The Easter bunny has its origin in pre-Christian fertility lore. The Hare and the Rabbit were the most fertile animals known and they served as symbols of the new life during the Spring season.
This is a little confusing to us in the South, as Easter is the start of winter - but I guess most things are upside down for us! So with all these bunnies around - I was inspired to make a very well known South African treat - Bunny Chow. The history of which is far more exciting than the Easter Bunny.

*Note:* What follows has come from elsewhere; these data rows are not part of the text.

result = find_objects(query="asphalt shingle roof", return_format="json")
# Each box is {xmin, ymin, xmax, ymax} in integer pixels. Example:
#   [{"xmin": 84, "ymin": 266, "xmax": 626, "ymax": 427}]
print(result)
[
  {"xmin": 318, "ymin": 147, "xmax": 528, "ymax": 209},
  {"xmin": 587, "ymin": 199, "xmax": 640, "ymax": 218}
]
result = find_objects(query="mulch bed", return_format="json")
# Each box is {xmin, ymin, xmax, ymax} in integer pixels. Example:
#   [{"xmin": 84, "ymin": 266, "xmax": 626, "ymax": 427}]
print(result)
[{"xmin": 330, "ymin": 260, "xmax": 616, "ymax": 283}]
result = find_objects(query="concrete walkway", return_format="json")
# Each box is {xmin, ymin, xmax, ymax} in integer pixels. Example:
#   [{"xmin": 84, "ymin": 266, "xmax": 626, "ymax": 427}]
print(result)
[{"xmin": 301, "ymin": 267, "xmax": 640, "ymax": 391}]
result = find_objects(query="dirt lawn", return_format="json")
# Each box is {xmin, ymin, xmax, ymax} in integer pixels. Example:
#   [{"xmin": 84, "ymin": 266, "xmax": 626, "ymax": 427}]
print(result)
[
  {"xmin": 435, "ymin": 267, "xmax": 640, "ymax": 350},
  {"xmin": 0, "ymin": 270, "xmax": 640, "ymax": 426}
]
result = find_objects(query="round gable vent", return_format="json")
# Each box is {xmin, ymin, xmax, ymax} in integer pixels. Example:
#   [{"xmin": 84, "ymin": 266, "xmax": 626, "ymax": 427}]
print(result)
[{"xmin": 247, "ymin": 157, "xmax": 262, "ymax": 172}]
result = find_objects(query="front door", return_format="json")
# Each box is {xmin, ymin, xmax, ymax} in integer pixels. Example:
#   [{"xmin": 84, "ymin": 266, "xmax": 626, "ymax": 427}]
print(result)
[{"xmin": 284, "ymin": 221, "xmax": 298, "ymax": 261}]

The most popular is that the bunny chow was started by a Durban restaurateur who came up with the idea during the apartheid era. "People of colour" (as opposed to the "see-through people") were not allowed, by law, to sit inside his restaurant and he didn’t want to give them a plate to takeaway so he came up with the idea of making a deep hole into half a loaf of bread, filling it with curry and putting the scooped out part back on the top as a form of lid. (Reference here)
One account suggests that Indian migrant workers from India who were brought to South Africa to work the sugar cane plantations of Kwazulu-Natal, required a way of carrying their lunches to the field; the hollowed out loaf of bread was a convenient way to transport their vegetarian curries. Meat based fillings came later. (Reference here)
So again we have one bunny chow and many stories, but whatever you believe, they are very proudly South African and very good to eat.
I made a "nouveau cuisine bunny chow", using mini loaves - we don't work long hours cutting cane, so our appetite is slightly smaller! You can use any curry filling, I made a simple mince curry using the recipe on the Spice Mecca Tastes of the Cape Curry Mince box.